Data was entered into and analysed using IBM Statistical Package for the Social Sciences (SPSS) version 24. For categorical variables, the frequency of observations and percentages were calculated. The proportion of patients who were either asymptomatic or symptomatic was described by frequency and percentage.
Survival analysis was the statistical test of choice as the research objectives included time to an event, i.e. relapse/progression of MM. The outcome variable was TTP. Survival time referred to the months between the time of initiating the novel agent(s) and the TTP of the disease, which was identified based on biochemical features, with or without clinical features. Patients who relapsed/progressed were then classified as either asymptomatic (biochemical) or symptomatic (clinical). Due to the scarcity of patients who achieve complete remission (CR) or even stringent complete response (sCR), patients with very good partial response (VGPR) or partial response (PR) have been included in many studies and the term ‘relapsed/progressive disease’ is therefore collectively applied in many works in the literature. The censored observations included those patients who did not fulfil the definition of relapsed/progressive disease, patients with early death or non-myeloma-related death and patients who had defaulted follow-up.

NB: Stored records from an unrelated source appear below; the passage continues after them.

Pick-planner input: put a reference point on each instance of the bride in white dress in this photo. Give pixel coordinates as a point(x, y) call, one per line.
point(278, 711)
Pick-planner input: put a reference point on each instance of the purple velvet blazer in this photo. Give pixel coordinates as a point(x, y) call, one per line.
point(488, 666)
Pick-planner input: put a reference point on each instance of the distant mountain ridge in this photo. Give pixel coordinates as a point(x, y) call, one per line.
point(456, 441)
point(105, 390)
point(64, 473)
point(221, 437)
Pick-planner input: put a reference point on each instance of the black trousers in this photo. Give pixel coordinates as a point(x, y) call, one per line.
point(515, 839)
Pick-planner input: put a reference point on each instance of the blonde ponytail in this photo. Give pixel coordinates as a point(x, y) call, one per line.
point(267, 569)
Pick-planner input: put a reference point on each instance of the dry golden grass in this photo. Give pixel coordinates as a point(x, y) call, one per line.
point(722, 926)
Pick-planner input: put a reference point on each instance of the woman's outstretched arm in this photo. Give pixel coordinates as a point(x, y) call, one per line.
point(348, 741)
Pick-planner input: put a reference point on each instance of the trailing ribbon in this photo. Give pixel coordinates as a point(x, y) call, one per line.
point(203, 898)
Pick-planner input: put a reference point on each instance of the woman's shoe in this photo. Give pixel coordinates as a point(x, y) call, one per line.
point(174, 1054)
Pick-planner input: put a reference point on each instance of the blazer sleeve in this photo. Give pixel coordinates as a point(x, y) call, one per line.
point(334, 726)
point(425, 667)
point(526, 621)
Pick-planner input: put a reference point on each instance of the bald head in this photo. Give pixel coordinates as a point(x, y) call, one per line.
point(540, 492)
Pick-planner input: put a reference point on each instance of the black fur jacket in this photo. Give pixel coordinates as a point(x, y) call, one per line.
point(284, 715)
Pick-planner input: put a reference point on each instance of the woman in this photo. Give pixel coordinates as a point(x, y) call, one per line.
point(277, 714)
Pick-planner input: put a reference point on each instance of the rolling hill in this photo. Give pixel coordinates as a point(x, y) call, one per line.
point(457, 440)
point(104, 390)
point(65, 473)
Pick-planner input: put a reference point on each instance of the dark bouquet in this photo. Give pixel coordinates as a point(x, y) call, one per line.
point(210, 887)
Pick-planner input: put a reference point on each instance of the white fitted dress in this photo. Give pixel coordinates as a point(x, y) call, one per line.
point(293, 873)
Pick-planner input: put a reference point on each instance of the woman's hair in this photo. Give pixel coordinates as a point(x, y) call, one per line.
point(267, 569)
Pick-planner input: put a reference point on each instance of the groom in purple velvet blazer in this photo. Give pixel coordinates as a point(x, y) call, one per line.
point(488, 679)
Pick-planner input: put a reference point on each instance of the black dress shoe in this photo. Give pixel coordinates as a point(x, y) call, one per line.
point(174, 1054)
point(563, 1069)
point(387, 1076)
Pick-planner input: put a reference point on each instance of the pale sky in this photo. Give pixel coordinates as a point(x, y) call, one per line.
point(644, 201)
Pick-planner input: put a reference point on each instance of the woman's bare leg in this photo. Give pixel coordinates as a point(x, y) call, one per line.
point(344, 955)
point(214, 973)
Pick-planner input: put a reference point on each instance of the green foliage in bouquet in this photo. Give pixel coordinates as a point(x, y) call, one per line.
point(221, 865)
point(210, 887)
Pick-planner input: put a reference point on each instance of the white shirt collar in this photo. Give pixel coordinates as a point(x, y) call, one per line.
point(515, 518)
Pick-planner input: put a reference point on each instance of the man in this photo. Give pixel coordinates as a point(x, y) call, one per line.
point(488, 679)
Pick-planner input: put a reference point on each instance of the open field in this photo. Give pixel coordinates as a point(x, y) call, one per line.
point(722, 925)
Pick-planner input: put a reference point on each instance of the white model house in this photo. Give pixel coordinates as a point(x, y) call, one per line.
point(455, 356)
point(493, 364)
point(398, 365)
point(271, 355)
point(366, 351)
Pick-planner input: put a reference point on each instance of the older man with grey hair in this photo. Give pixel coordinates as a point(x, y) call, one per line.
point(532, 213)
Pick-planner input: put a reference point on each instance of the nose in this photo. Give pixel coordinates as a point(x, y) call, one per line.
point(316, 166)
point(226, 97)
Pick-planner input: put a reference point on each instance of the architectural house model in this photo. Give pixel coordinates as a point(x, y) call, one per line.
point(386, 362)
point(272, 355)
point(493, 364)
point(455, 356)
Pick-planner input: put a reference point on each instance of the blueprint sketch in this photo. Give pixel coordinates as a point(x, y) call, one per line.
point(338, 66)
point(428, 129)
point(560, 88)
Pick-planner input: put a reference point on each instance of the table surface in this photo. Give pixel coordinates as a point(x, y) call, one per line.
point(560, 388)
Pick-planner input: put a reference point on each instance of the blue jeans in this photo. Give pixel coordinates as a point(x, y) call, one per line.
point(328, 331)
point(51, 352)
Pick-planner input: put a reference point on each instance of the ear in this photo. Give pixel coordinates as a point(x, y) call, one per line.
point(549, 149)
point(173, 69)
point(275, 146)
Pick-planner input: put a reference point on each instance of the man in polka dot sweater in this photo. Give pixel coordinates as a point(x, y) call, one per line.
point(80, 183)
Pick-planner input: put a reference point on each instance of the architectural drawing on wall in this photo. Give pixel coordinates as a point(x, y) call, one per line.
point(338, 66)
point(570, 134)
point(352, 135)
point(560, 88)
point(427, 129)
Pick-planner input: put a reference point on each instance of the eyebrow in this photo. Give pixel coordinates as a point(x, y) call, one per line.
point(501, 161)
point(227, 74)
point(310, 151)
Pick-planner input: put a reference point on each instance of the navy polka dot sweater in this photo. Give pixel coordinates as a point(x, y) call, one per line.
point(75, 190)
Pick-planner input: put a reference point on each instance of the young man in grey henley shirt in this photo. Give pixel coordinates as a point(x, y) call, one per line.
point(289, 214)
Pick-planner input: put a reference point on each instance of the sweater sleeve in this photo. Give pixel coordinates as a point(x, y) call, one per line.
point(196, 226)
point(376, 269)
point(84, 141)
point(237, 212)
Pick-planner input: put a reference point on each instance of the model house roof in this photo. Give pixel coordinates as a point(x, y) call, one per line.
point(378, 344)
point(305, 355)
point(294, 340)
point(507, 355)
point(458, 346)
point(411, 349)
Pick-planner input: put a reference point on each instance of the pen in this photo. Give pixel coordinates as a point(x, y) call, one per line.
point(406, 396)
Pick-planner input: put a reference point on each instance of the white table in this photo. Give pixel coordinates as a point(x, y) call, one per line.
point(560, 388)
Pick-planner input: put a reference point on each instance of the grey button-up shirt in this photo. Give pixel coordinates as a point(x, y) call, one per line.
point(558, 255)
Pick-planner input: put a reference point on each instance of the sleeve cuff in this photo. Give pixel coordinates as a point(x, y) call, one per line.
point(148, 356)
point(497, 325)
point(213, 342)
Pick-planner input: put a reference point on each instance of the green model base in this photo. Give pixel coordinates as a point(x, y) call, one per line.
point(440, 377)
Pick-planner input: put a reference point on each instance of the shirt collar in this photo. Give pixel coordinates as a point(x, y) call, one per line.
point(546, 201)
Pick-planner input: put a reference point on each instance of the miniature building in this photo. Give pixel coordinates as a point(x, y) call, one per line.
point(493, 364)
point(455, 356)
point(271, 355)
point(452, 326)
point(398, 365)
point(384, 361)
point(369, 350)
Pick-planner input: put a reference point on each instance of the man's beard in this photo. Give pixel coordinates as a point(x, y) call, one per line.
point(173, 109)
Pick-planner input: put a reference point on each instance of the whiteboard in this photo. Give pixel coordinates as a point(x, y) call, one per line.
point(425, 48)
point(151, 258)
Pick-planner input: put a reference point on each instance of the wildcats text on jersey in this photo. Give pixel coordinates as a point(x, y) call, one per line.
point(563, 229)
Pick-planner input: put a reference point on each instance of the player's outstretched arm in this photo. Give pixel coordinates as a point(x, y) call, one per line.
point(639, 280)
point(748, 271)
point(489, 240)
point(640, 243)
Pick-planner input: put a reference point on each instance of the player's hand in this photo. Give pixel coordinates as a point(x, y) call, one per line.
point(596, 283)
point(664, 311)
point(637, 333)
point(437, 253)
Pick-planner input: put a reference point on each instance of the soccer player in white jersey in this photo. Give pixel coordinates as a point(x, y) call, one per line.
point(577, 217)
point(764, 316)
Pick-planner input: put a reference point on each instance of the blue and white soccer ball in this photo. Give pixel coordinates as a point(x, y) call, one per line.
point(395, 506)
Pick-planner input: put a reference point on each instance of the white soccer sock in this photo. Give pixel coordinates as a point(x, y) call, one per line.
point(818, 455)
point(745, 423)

Median progression time for all categorical independent variables was estimated using Kaplan-Meier analysis. The median survival time (in months) and its 95% confidence interval (CI) were calculated. Both univariable (simple) and multivariable (multiple) Cox proportional hazard regression analyses were performed to identify the important predictors of relapsed/progressive disease. Simple Cox regression analysis was conducted to provide a preliminary idea of the potential prognostic importance at univariable level using the Enter method. Variables with a P-value of ≤ 0.25 were included in the variable selection for the multiple Cox regression analysis. Variables with a P-value of > 0.25, but which were clinically important or biologically sound, were also included in the variable selection. Variable selection was conducted using both the forward and backward likelihood ratio methods to obtain the preliminary main effect model, which was confirmed using the Enter method to obtain the preliminary final model. The hazard function plot and the log-minus-log plot were used to examine the assumption of proportional hazard. The final model is presented as crude and adjusted hazard ratio (HR), 95% CI, the value of the Wald statistic and the P-value. The level of significance α was set at 0.05 (two-tailed).
Results
Out of 170 patients, only 89 who received novel agent(s) treatment were recruited into the study (Table 1). At the end of the study, 50 (56.2%) MM patients fulfilled the criteria for relapsed/progressive disease and the remaining 39 (43.8%) patients were censored. Seventy-five (84.3%) were aged 65 years or less; 50 (56.2%) were male and 39 (43.8%) female; and 29 (29.2%) had renal insufficiency at diagnosis, while 11 (12.4%) had cardiovascular disease and 8 (9.0%) had chronic respiratory disease.
Table 1.
Sociodemographic baseline characteristics of multiple myeloma patients receiving novel agent (n = 89)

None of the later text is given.